7. Les rapports nationaux de Veille sociale révèlent que les réponses nationales et internationales face à la crise mondiale sont peu soucieuses de l’égalité entre les sexes, restant fidèles à leurs habitudes, comptant notamment sur une plus grande déréglementation et sur une libéralisation accrue des marchés et du commerce comme solutions pour dissiper la crise.
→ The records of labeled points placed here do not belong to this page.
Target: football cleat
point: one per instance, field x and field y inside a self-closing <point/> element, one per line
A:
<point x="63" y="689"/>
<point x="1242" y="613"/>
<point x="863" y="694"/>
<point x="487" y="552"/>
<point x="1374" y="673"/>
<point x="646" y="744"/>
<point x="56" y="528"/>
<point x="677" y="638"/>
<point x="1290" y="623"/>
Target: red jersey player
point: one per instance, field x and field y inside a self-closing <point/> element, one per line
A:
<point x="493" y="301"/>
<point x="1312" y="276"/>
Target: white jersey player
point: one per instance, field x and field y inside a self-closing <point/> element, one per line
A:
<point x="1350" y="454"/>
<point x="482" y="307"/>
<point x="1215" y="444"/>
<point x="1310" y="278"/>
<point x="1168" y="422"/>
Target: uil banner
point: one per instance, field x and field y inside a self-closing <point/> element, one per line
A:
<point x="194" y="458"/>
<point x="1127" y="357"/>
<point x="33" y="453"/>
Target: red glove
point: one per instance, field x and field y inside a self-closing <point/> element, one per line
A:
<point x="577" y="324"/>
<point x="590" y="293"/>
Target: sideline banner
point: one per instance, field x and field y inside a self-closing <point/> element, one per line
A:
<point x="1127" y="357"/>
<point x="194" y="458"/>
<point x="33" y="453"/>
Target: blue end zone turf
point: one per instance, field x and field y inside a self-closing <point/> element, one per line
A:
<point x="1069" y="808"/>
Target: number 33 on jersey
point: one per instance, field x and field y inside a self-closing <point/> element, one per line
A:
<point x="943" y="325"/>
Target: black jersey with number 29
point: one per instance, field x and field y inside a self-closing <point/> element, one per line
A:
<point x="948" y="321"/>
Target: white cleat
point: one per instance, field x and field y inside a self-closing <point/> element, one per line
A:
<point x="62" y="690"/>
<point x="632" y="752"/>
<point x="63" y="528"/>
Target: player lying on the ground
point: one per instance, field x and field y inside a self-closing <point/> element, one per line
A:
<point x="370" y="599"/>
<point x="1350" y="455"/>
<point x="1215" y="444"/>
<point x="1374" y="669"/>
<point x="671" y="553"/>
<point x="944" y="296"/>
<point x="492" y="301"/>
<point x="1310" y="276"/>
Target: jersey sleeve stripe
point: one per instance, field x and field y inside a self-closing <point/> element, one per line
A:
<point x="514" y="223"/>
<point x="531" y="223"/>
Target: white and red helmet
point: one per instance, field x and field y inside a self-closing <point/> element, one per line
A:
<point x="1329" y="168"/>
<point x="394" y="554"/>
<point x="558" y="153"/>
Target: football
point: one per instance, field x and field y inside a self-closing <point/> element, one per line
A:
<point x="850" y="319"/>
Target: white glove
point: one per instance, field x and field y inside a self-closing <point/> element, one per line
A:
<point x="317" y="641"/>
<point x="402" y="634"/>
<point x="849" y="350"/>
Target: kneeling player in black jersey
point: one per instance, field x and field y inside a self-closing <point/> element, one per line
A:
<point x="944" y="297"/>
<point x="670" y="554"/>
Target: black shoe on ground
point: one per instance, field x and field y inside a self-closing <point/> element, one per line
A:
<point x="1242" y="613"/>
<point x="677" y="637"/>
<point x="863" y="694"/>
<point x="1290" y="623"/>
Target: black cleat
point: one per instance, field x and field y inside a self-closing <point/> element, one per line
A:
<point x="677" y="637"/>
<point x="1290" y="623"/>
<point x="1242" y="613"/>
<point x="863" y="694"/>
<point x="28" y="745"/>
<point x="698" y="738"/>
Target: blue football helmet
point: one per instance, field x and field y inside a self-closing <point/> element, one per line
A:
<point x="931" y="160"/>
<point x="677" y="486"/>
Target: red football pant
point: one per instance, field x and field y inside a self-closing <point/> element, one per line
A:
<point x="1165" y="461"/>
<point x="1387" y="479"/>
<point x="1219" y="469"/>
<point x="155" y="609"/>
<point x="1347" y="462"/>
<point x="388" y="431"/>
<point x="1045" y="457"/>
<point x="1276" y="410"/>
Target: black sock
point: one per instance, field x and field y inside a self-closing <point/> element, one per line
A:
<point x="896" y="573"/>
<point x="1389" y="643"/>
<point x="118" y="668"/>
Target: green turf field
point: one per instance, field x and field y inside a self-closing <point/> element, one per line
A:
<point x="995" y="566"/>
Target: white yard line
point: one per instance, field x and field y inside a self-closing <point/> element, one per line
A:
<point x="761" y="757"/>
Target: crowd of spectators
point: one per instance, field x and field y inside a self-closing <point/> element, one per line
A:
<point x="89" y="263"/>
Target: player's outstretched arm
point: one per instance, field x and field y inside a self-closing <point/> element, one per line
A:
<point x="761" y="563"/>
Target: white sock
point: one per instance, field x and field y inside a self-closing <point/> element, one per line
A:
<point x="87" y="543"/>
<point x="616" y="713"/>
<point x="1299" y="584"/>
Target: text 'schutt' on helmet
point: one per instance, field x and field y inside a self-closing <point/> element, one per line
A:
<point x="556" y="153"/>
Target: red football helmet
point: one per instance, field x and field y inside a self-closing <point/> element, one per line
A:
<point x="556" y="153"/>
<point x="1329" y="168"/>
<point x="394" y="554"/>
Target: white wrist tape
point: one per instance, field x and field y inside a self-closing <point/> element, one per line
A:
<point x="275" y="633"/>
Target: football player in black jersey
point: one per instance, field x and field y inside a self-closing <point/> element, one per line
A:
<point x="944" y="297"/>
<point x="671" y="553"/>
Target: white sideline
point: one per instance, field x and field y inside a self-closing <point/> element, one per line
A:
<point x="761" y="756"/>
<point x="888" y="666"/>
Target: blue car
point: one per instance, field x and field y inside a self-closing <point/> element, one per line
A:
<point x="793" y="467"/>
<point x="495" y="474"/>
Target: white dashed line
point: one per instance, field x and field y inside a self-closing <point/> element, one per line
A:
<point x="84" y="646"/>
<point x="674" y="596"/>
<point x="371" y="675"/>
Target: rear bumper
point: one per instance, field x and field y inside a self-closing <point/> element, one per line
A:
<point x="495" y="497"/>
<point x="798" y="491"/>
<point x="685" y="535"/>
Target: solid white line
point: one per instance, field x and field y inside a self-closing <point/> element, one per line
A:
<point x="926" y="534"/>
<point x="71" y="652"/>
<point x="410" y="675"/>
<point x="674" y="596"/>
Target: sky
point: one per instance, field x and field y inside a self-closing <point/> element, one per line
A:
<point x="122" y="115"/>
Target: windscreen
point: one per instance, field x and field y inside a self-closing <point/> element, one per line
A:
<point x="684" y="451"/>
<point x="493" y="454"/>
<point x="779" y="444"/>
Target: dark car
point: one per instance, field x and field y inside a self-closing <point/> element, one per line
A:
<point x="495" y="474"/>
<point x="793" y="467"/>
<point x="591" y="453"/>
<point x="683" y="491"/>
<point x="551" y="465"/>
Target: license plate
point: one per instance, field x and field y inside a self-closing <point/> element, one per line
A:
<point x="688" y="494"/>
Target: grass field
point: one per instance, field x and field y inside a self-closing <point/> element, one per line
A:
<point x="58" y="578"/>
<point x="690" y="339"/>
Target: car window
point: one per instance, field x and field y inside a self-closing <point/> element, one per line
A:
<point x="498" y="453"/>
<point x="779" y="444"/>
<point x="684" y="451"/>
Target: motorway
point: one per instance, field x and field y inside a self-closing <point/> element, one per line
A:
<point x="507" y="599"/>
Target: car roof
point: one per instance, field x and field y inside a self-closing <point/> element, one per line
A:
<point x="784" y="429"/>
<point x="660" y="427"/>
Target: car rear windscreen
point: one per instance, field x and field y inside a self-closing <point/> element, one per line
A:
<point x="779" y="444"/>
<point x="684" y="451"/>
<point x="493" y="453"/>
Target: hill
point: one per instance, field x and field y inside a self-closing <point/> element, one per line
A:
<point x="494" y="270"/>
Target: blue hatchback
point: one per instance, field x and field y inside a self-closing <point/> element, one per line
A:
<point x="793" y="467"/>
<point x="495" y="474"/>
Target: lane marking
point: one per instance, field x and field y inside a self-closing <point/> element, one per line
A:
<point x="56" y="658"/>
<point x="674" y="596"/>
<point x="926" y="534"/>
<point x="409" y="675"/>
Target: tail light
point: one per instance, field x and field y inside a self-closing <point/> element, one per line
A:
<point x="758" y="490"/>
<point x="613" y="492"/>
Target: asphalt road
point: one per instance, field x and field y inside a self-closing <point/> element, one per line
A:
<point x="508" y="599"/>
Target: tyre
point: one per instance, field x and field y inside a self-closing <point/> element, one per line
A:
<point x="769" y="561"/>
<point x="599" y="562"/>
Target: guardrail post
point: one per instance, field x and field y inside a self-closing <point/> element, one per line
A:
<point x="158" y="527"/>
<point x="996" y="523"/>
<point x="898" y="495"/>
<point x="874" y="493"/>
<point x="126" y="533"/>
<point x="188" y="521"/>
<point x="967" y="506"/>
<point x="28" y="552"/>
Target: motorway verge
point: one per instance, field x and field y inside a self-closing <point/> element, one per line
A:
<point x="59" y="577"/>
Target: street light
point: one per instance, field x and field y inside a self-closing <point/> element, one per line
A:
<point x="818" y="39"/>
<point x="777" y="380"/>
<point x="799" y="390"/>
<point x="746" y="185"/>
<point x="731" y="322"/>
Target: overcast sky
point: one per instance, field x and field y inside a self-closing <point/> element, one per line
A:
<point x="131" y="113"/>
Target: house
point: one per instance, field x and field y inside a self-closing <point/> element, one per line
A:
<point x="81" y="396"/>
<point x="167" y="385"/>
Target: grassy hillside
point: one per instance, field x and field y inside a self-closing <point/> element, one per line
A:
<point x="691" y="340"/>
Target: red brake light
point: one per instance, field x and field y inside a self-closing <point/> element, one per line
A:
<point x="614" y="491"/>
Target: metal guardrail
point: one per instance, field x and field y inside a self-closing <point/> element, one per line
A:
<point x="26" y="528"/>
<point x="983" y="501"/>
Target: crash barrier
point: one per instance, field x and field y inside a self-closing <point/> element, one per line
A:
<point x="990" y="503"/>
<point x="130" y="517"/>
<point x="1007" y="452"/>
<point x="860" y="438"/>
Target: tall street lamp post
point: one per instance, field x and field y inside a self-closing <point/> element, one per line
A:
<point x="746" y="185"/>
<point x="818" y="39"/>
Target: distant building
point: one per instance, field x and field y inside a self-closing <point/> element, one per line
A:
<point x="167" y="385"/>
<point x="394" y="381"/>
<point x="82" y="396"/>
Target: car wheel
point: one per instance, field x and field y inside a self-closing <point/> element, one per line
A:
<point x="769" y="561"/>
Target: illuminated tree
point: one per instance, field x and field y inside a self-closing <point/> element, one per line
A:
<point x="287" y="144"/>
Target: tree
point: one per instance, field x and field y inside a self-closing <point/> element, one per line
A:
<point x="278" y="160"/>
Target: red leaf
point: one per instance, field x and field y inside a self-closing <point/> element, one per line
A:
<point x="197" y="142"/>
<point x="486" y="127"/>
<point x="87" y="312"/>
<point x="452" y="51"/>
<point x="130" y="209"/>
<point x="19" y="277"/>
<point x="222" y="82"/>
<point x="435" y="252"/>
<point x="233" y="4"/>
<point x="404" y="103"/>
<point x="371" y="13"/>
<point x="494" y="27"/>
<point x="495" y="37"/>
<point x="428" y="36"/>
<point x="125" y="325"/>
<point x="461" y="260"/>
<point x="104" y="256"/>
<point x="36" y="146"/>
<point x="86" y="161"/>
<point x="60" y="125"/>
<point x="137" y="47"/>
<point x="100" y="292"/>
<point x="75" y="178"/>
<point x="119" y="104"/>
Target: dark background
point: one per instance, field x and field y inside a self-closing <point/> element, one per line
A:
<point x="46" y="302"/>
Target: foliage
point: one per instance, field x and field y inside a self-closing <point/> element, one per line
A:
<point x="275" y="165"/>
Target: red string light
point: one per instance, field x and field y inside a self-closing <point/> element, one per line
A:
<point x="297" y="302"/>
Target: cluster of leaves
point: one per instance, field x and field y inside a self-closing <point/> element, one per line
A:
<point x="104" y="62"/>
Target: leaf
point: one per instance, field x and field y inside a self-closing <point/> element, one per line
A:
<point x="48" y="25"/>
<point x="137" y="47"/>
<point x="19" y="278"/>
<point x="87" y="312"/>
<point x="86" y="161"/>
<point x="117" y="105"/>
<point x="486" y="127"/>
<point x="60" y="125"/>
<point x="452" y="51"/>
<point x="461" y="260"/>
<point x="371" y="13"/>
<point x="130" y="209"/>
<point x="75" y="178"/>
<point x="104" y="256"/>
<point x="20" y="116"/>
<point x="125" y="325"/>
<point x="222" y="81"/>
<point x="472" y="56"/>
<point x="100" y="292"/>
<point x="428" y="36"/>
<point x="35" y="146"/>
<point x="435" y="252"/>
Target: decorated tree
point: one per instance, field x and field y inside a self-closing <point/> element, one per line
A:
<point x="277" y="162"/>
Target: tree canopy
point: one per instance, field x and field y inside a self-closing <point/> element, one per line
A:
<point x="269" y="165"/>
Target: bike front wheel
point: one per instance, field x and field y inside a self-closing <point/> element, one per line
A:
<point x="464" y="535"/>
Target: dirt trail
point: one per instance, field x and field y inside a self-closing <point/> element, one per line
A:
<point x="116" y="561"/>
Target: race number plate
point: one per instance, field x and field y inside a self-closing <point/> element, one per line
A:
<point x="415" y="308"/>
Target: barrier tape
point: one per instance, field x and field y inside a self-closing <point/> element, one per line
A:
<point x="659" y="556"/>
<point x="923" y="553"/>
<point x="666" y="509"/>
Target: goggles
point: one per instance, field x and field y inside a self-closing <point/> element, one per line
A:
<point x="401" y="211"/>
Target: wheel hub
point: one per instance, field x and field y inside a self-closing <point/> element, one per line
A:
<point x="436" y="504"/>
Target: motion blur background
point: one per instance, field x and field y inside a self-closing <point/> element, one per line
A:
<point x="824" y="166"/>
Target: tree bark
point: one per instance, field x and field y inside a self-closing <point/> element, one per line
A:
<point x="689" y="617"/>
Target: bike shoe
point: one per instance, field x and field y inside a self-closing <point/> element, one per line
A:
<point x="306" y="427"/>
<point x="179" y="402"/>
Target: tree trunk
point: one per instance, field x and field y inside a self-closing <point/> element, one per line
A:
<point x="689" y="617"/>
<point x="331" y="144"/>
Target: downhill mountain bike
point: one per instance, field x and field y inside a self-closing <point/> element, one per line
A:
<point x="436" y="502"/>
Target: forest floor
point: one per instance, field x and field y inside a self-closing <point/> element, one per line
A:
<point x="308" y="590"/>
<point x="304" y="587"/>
L’absence de référence à la nécessité pour les États de rendre des comptes sur leur respect des normes internationales relatives aux droits de l’homme suggère qu’ils considèrent qu’ils peuvent, en temps de crise, moduler les engagements pris.

8. La Convention sur l’élimination de toutes les formes de discrimination à l’égard des femmes et le Programme d’action de Beijing ainsi que d’autres normes des droits de l’homme devraient constituer un cadre normatif contraignant, amenant les États, les acteurs non étatiques ainsi que les organismes financiers internationaux à devoir rendre des comptes. Les mécanismes de cette obligation redditionnelle devraient comporter notamment des statistiques ventilées selon le sexe, des indicateurs sensibles aux inégalités entre hommes et femmes et une budgétisation favorisant l’égalité entre les sexes, outre une approche axée sur les droits de l’homme aux fins de renforcer l’autonomisation des femmes et de contribuer à instaurer l’égalité entre les sexes et la justice sociale. La feuille de route vers la prospérité pour tous indique qu’il faut investir dans les populations et dans l’égalité entre les sexes.